Mason called him back, but fell silent when she glimpsed a pale splash of movement through the trees. It was a dog coming straight for her. Pale, tall, and graceful with a plumed tail. She stood completely still, her body angled slightly away so she didn't spook the nervous animal. When it veered across the lawn toward the temple, she broke into a run, inhaling the smell of wet grass as her feet struck the soft turf. She whistled but the dog didn't look back until it reached the temple steps. Mason slowed, keeping Ralph at her heel as it regarded her. She tried to make out the dog's breed characteristics, but it vanished into the deep shadows of the portico before she could be certain. The face, ears, and tail looked like those of a Saluki. Animals usually responded to her but Salukis were an aloof breed, so this one could be shy.

Signaling Ralph to stay, she walked the final yards to the temple and climbed the moonlit steps. Sidling around the pillars, she listened for the sound of panting. All she could hear was the faint, faraway shush of the north woods alongside the driveway. She made a circuit of the temple and checked the interior chamber. There was no trace of the dog. Puzzled, she stared out at the glassy glow of the lake and the dark mass of the house. The elegant Saluki was nowhere to be seen.

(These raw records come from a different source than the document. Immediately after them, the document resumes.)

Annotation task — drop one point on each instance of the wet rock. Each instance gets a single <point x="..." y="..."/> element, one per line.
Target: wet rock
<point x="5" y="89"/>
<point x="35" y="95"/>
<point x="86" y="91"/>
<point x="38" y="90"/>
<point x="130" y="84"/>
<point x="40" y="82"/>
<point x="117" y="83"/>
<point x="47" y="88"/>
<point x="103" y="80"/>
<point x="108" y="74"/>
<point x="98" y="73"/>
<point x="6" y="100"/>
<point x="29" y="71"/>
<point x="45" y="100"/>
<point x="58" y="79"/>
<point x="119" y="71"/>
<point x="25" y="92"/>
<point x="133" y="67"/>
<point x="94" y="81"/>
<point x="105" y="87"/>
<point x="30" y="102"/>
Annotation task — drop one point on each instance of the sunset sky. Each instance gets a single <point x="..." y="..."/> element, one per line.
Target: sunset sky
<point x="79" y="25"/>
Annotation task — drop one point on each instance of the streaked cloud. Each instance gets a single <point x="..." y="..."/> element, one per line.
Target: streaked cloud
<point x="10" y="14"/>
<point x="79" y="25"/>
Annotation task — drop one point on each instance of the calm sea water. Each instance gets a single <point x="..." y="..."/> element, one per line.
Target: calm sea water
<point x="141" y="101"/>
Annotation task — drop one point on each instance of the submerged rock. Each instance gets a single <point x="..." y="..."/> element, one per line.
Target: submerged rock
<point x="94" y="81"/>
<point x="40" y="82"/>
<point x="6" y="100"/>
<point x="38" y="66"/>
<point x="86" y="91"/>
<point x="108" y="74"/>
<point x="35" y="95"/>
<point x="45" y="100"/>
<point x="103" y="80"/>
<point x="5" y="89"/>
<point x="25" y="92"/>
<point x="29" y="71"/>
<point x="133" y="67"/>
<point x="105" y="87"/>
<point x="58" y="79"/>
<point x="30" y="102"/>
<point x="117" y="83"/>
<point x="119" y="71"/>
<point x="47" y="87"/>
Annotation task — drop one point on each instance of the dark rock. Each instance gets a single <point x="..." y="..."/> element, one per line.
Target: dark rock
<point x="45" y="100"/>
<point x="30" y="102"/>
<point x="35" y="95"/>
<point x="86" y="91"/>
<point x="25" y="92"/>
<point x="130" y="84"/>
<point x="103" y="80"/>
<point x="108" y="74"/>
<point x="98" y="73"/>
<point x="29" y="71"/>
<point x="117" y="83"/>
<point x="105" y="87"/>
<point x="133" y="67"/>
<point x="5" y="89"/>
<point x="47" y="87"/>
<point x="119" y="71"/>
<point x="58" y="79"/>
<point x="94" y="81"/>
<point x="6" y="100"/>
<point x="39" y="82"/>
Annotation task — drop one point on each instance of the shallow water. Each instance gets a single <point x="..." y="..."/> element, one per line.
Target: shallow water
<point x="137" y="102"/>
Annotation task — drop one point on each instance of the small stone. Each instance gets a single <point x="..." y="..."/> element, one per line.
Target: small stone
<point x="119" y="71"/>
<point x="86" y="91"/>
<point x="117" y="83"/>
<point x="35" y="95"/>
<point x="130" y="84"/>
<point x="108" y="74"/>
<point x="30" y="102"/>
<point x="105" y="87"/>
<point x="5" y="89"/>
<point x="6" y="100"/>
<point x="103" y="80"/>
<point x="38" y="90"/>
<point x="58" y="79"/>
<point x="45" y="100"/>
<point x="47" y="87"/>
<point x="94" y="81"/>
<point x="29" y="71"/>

Ralph stood and wagged his stubby tail as she descended the steps. His alert posture and beaming stare had given way to a more relaxed attitude. Mason signaled him and he loped off toward the front of the house. Shivering in the chill September air, she took a last look around, then followed. She was relieved. If the animal had been able to give her the slip so effortlessly, it was uninjured and must have simply strayed into the grounds from a nearby property. By now, it was probably bounding up the driveway at its own home. If the owners were anything like her, they would be outside with flashlights searching for their missing pet.

Smiling at the thought, she went back to the house. Several clocks chimed the hour as she trudged upstairs. It was 3.00 a.m. She was about to face another day without the only person who had ever truly loved her.